You are absolutely right. It was a high priority for me to highlight the great moments of the wedding day and the beautiful bride, and to shoot from different perspectives to eliminate this issue. It's an interesting balancing act to do that while trying to shoot tight and be original in execution in the process. I figure, hey, it can only get easier from here!

Whoever said that wedding photography is the hardest photo job has got to be right. It's all about adapting... to different personalities, shooting situations and unexpected occurrences, and you have to say completely cool and collected for the duration (or at least appear so).

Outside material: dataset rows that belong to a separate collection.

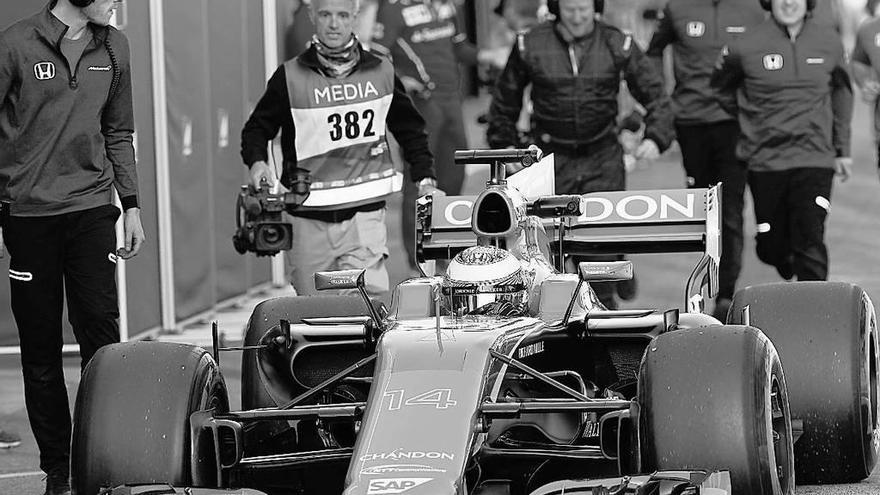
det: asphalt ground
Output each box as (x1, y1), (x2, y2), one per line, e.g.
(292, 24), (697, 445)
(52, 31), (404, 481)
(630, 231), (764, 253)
(0, 95), (880, 495)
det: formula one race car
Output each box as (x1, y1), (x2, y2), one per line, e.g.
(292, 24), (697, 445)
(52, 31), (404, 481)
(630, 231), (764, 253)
(72, 150), (880, 495)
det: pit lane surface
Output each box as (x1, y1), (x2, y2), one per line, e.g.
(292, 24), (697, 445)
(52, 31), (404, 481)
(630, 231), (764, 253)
(0, 95), (880, 495)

It's satisfying in a completey twisted sort of way


----------



## Missdaisy (Feb 25, 2010)

Clawed said:


> I really appreciate the good feedback, I was pretty terrified (even during the shoot) that I would never shoot another wedding. First, I felt like I was completely out of my element. It's amazing that as a wedding photographer, all of your planning kind of goes out the window as the days events unfold in ways you would have NEVER expected.


 
I've checked out your Flikr and you really have some talent.  Just be confident in yourself, you are doing a great job!


----------



## bell (Feb 25, 2010)

You have an eye for composition. Great shots for a first wedding. Technical things will come along. Keep on clicking. You have got a future.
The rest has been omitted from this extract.